Увидел, что она не понимает, и добавил в порядке разъяснения:
— О власти. — Как только поняла, спросил: — Извините, что вы сказали о вице-квесторе?
— Визит шефа швейцарской полиции отложен.
— Ах, я и забыл совсем об этом! Спасибо, синьорина. — Не говоря больше ни слова, положил папку ей на стол и ушел в кабинет за своим пальто.
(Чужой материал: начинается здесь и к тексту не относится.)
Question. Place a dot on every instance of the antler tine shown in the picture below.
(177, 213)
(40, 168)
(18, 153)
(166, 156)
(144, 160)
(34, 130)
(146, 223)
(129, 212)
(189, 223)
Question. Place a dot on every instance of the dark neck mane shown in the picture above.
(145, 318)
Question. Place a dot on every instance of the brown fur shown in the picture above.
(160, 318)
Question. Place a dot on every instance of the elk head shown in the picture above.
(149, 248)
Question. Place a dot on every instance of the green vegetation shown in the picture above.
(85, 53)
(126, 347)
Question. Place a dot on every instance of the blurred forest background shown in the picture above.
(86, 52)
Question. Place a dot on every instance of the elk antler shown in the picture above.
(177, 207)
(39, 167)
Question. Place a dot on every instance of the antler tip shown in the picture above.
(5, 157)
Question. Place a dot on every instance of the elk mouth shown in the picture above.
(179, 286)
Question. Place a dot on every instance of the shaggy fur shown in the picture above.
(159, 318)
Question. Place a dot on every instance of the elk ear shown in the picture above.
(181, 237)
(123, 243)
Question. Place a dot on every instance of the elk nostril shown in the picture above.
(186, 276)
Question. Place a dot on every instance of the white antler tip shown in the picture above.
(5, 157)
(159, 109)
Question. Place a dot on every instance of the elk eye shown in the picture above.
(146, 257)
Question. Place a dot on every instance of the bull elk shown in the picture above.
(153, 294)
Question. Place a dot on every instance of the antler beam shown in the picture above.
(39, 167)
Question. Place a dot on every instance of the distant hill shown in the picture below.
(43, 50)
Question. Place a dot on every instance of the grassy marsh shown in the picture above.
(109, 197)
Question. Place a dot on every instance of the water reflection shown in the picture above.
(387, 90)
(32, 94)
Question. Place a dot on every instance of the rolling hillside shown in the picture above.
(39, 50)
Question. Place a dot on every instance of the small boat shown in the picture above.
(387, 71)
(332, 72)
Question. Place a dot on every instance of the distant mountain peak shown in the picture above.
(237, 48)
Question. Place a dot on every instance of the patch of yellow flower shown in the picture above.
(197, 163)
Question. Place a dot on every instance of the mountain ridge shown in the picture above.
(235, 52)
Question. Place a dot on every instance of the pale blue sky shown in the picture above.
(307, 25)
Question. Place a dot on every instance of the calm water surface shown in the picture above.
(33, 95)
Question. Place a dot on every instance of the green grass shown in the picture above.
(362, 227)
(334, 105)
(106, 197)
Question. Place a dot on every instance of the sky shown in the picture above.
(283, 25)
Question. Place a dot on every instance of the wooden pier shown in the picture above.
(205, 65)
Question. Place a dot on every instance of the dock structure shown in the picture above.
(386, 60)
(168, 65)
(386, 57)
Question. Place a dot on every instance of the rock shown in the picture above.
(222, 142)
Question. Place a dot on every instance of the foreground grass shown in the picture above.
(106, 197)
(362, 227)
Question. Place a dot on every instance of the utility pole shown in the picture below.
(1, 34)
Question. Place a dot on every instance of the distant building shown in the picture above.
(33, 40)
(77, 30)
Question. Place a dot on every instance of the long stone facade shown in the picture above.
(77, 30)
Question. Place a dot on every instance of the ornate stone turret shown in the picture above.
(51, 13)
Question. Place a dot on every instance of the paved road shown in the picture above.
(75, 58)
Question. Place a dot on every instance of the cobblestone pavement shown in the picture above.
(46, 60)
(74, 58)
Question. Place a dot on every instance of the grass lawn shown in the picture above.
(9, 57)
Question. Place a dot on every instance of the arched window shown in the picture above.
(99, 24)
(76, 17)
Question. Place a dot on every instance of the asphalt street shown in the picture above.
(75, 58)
На сей раз в ответ на звонок открыл человек средних лет, одетый во что-то вроде, по предположению Брунетти, монашеского облачения, но выглядел он лишь как мужчина в плохо подшитой юбке. Комиссар объяснил, что пришел поговорить с падре Пио, привратник сложил вместе ладони и склонил голову, но ничего не сказал. Провел пришедшего по внутреннему дворику: садовника не видно, но дух сирени стал еще сильнее. Внутри резкие запахи дезинфекции и воска скрылись под волной сладкого аромата. По пути обогнали человека помоложе, идущего в том же направлении. Два полусвященника молча кивнули друг другу, — Брунетти счел это проявлением несколько показного благочестия.
Тот, кто провожал его, — он стал уже думать, не лишили ли его искусственно дара речи, — остановился перед дверью в кабинет падре Пио и кивнул: можно войти. Так он и сделал, не стучался, окна закрыты, распятие — висит на дальней стене, теперь он его заметил. Этому религиозному символу он не симпатизировал и лишь глянул вскользь, не интересуясь его эстетической ценностью.